How to approach debugging stdlib TLS client?

I have had success with using the standard library client without TLS. I have also had success with using the client with TLS for certain websites.

However, I have had issues with certain domains which, according to my understanding, should function.

In particular, from a RHEL 8 workstation, I know the CA bundle I use is supported by rescan (although I also attempted just add by absolute path just in case)

I also am under the understanding that the stdlib supports TLS 1.2 and TLS 1.3. I know the domain does not support TLS 1.3, but did confirm via openssl s_client -connect <domain>:443 -tls1_2 that the domain supports TLS 1.2, the handshake succeeding.

Thus the dilemma, when I attempt to connect, all I get is TlsAlert

I was hoping to gather more information as, I notice .level and .description are set if (options.alert). However, two points, since the call to init fails, there isn’t a TLS client from which to access the options and check the alert that way. However, If I’m correct, I can pass options to init (which I do), and the code should mutate that parameter and fill it in with the alert information.

Despite this, I don’t actually manage to get the level nor description as options.alert is just null. The only way I managed to jimmy it into telling me is by passing in a dummy alert in my options (e.g. I just created an alert, level=warning, description=bad_mac). Only then did that if-condition succeed, thus populating the option with level=fatal, description = handshake_failure.

In conclusion, is there a way to get that TlsAlert information without passing a dummy alert to the function via options? And, is there any remaining underlying snare for the stdlib TLS client that I should be aware of before falling back to trying tcpdump? (e.g. it doesn’t support X or Cipher AES256-GCM-SHA384 is not supported, or something).

The alert passed in Options is a key point. So you will need to pass in one that you created. This is expected. If you don’t pass that in the Options for init then it will have nothing to populate. That is the only way to get the Alert information.
With that said, it looks like your issue is that the handshake has failed. This could be a cert issue. Without knowing where you are connecting and the cert info, it may be hard to troubleshoot.

As far as figuring out what is wrong, I’ve been using a debugger to step through the tls.Client for one of my projects and that has helped.

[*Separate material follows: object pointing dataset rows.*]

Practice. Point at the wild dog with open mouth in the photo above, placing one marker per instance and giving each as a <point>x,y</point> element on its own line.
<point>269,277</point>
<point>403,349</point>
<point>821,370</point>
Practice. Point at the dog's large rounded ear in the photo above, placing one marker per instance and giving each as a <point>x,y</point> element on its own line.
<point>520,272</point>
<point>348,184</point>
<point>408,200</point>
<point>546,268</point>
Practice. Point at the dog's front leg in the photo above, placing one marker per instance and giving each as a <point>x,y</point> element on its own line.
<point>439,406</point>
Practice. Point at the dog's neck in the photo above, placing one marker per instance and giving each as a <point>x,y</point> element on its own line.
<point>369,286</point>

Welcome to Ziggit. Glad to have you join us.

1 Like

Regarding passing in an alert being the proper approach, that stumps me a bit. In particular because, it’s not like you can pass in an empty Alert struct to be filled in. I have to populate it with dummy data, otherwise I get missing struct field: level, missing struct field: description. However, if I do that, is it not ambiguous? E.g., suppose I pass in

var alert = std.crypto.tls.Alert{ .level = ...fatal, .description = ...bad_record_mac };
const opt_alert: ?*std.crypto.tls.Alert = &alert;
const options = std.crypto.tls.Client.Options{
    ...,
    .alert = opt_alert,

};

but then, suppose the actual alert from the program is level = fatal, description = bad_record_mac. How does one know whether an error is genuine or whether it’s the original passed in alert?

I feel like I must be missing something obvious there.

As for stepping through, I’ll try that. Recently updated gdb so that it can even handle the zig binary, and thank you for the welcome.

This is a case where you want to initialize it as undefined:

var alert: std.crypto.tls.Alert = undefined;
const options = std.crypto.tls.Client.Options{
    ...,
    .alert = &alert,
};

This way you know that it will be populated and not be ambiguous. You will also know it’s populated by the TlsAlert error. If you don’t have that error, then the alert will not be populated.

Ah, thank you. Makes sense, like doing = NULL, in C, when the callee makes the allocation made by malloc and puts the address where you want it.

Using good old std.log.debug it gets a bit more surprising for me.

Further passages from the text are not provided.